Pierre, S.D. — Eight governors have signed a resolution asking the Army Corps of Engineers to do what it can feasibly and legally to conserve water in the Missouri River reservoirs.
The resolution follows a Missouri River Summit convened by South Dakota Gov. Mike Rounds in February. He proposed changing the barge navigation season below Sioux City, Iowa to save water in the largest and northernmost reservoirs, which are 20 feet to 30 feet below normal elevation because of several years of drought and below-normal runoff from mountain snowmelt.
Unable to agree on Rounds' proposal, governors or their representatives agreed to draft a resolution calling for water conservation.
Governors of South Dakota, North Dakota, Montana, Wyoming, Iowa, Kansas, Nebraska and Missouri signed the resolution.
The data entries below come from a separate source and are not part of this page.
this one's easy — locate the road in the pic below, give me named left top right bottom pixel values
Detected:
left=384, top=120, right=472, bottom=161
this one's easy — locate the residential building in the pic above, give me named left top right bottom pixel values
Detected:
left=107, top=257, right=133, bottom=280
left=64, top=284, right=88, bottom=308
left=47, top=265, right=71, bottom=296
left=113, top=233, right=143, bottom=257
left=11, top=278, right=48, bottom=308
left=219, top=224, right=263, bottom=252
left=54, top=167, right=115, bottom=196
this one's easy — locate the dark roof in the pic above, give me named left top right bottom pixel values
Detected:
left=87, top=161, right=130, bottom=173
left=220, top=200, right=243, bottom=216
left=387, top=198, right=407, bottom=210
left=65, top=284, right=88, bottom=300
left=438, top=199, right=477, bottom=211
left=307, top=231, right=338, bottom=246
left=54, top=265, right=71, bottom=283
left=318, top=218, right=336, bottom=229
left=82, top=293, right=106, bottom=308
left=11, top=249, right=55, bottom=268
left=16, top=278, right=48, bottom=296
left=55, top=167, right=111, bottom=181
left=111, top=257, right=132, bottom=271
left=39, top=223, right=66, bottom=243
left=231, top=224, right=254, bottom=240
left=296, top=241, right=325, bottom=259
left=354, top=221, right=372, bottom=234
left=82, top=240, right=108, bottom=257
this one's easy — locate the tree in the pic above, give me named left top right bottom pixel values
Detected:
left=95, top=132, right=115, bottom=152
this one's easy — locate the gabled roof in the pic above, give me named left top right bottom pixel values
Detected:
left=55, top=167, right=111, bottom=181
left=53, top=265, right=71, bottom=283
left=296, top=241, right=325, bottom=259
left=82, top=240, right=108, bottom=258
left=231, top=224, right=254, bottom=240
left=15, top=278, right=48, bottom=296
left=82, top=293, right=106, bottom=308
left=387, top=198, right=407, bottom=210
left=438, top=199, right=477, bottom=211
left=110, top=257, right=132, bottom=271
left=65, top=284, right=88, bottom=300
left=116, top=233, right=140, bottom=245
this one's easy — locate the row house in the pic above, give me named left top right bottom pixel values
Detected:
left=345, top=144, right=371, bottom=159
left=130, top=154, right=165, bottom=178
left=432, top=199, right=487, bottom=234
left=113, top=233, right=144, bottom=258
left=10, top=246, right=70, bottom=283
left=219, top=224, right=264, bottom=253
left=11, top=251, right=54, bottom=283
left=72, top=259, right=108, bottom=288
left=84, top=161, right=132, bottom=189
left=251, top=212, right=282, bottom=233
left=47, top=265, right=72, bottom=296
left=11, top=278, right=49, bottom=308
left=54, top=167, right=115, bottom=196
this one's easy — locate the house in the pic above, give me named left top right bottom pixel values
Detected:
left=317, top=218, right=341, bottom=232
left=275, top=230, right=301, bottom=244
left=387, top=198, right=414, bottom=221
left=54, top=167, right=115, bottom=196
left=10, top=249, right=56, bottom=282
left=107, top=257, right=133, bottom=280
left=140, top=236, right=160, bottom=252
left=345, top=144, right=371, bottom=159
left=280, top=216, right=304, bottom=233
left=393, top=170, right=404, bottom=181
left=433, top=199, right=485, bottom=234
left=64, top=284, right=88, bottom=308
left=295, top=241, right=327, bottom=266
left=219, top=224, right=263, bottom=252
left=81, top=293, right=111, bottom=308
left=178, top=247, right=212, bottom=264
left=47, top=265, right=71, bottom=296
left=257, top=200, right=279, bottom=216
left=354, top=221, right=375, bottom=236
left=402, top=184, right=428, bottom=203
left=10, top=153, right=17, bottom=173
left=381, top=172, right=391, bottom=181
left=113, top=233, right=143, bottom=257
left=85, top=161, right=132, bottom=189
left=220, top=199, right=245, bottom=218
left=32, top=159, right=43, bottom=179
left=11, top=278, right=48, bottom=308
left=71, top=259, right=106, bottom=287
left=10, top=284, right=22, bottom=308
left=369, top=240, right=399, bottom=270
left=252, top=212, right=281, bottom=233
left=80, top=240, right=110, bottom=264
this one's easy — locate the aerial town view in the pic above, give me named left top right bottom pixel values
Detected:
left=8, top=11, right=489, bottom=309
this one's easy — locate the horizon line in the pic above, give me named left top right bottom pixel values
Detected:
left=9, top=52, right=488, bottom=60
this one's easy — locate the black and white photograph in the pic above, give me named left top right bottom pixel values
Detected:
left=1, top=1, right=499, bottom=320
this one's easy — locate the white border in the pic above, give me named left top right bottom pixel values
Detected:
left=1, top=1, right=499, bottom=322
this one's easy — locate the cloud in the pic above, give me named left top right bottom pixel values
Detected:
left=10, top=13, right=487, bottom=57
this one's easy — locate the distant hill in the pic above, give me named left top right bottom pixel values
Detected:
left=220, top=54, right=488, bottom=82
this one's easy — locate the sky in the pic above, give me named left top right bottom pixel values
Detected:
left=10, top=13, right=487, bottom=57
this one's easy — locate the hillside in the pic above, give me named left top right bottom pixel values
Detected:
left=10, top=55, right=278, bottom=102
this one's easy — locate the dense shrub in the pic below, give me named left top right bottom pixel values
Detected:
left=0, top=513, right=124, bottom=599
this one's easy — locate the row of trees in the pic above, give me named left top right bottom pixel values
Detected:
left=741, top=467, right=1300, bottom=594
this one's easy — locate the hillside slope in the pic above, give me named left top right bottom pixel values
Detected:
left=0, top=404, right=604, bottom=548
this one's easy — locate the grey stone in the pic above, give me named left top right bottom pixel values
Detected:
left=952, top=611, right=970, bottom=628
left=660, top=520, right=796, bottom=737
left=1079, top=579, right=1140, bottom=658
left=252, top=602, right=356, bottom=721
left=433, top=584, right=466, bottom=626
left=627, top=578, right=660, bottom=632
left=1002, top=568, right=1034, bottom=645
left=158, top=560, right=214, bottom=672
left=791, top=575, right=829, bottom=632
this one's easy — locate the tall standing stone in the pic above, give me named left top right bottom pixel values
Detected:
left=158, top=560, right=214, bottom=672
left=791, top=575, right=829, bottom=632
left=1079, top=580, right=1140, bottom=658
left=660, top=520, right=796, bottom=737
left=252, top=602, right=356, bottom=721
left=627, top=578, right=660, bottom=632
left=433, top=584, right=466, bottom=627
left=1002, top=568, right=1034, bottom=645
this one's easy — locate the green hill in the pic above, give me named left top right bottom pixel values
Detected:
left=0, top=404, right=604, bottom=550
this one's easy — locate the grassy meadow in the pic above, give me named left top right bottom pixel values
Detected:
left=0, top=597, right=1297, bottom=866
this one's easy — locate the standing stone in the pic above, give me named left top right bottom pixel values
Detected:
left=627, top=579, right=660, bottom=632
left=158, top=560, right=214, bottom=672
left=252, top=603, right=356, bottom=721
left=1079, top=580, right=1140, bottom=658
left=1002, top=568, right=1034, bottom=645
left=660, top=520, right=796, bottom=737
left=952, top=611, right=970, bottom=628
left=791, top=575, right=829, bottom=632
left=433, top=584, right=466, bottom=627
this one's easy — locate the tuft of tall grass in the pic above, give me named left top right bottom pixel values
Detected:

State officials realize minimal water is flowing into the Missouri River from Montana, said Mark Johnston, Rounds' chief of staff.
"Everyone finally came together to agree this is an issue that needs to come to the attention of the Corps of Engineers," said Johnston.
The resolution lends support for the corps to receive full funding in its efforts to address fish and wildlife recovery, improving water infrastructure and water conservation.
This year's navigation season will be cut by 61 days, the shortest season since the river's reservoir system was built in 1967, said Paul Johnston, Army Corps of Engineers spokesman in Omaha, Neb.
The corps' predicted annual runoff at 16.5 million acre-feet of water this year is about two-thirds of normal.
"Everybody is sharing in the difficulty caused by drought," the corps' Paul Johnston said. "All eight governors (are) recognizing this is a shared problem and supporting legislation that could be a benefit to fish and wildlife in the entire length of the river."